It is also capable of engaging across a much wider range of options to derive relative advantage than were available to Japan: soft power in all its forms, intellectual theft, the
manipulation of external US dollar holdings, lawfare, attributable and non-attributable cyber or information operations and the chequebook that seems to follow the One Belt, One Road
initiative wherever it leads. All are available singly or in combination to achieve compound effect, but, in the tradition of Sun Tzu, none will be employed at this stage of China’s
development beyond the threshold that might provoke a decisive response. In one respect, however, Japan does provide an intriguing precedent in that China today has a similar dependency on
external supplies to maintain its economic growth, and, from that, its military power. Much of China’s diplomacy, foreign and internal investment is about mitigating this vulnerability.

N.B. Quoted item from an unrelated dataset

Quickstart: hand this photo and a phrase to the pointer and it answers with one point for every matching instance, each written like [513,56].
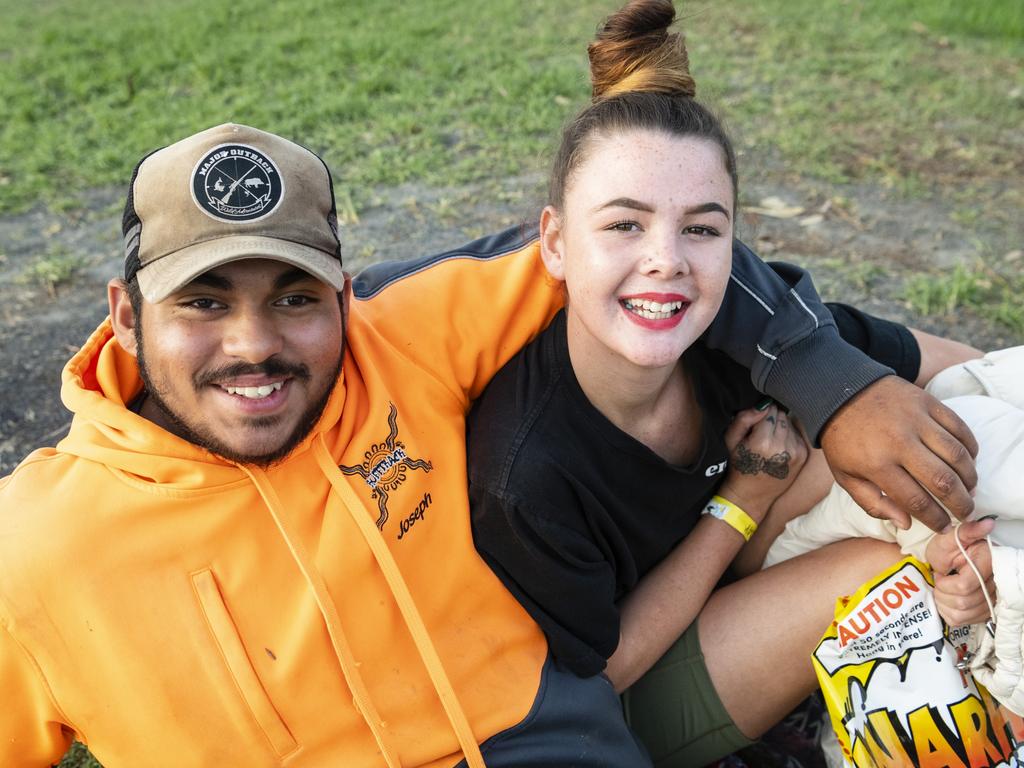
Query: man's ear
[122,315]
[346,299]
[552,244]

Whether it is large scale energy deals with Russia, the building of naval bases from Sri Lanka to Djibouti via Pakistan or the rapid modernisation of the PLA Navy, it is all about
guaranteeing the supply of industrial raw materials, above all oil, to China. Indeed, the entire Belt and Road initiative can be seen as a form of strategic spread betting; what better way
to minimise dependency on vulnerable sea lines of communication than by encouraging land based infrastructure projects across Eurasia, with no tiresome complications like freedom of
navigation to get in the way? Seen in this context, China’s strategic machinations are entirely scrutable, indeed predictable, but interestingly incomplete. Incomplete because while measures
to turn the East and South China Seas into a 1.7 million square mile Chinese lake are well advanced, no such claims can be made for the Indian Ocean. It’s all very well having everything
east of the Straits of Malacca tied up by artificially constructed islands, a 200-mile economic exclusion zone and an Anti-Access/Area Denial strategy designed to dominate the Western
Pacific sea area by land based weapon systems, but it’s not much use if two strategic peer competitors, India and America, continue to cosy up to each other and the untrammelled power of the
US Navy dominates the seaspace between the Arabian Gulf and Singapore. Even Britain gets a shout, as the island base and sovereign territory of Diego Garcia is perfectly placed to interdict
Chinese sea lines of communication, a fact reflected in the price America is willing to pay for basing rights. Chinese maritime strategy remains a work in progress, and, until it develops
into full Two Ocean form – covering both the Pacific and Indian Oceans – it will not be a guarantee of national security. That will be a process measured in decades, the same decades it will
take to build Belt and Road infrastructure and in which oil will still be king. The year 2050 looms large in the climate change prospectus; it will also be the target date marked by the
Central Committee of the Chinese Communist Party to achieve full strategic autonomy. This piece barely scrapes the surface implied by its title. Beyond the Great Powers, what impact will War
and Oil have on smaller players? The Middle East has caused enough strategic disruption on the economic way up, how much more will it cause on the way down? Neither Nigeria nor Venezuela is
a pretty sight with an oil industry, how will they look without one? What if the West didn’t have to dirty its hands by being friends with Saudi Arabia? The rhetorical questions are endless
and set the scene, conveniently, for another article.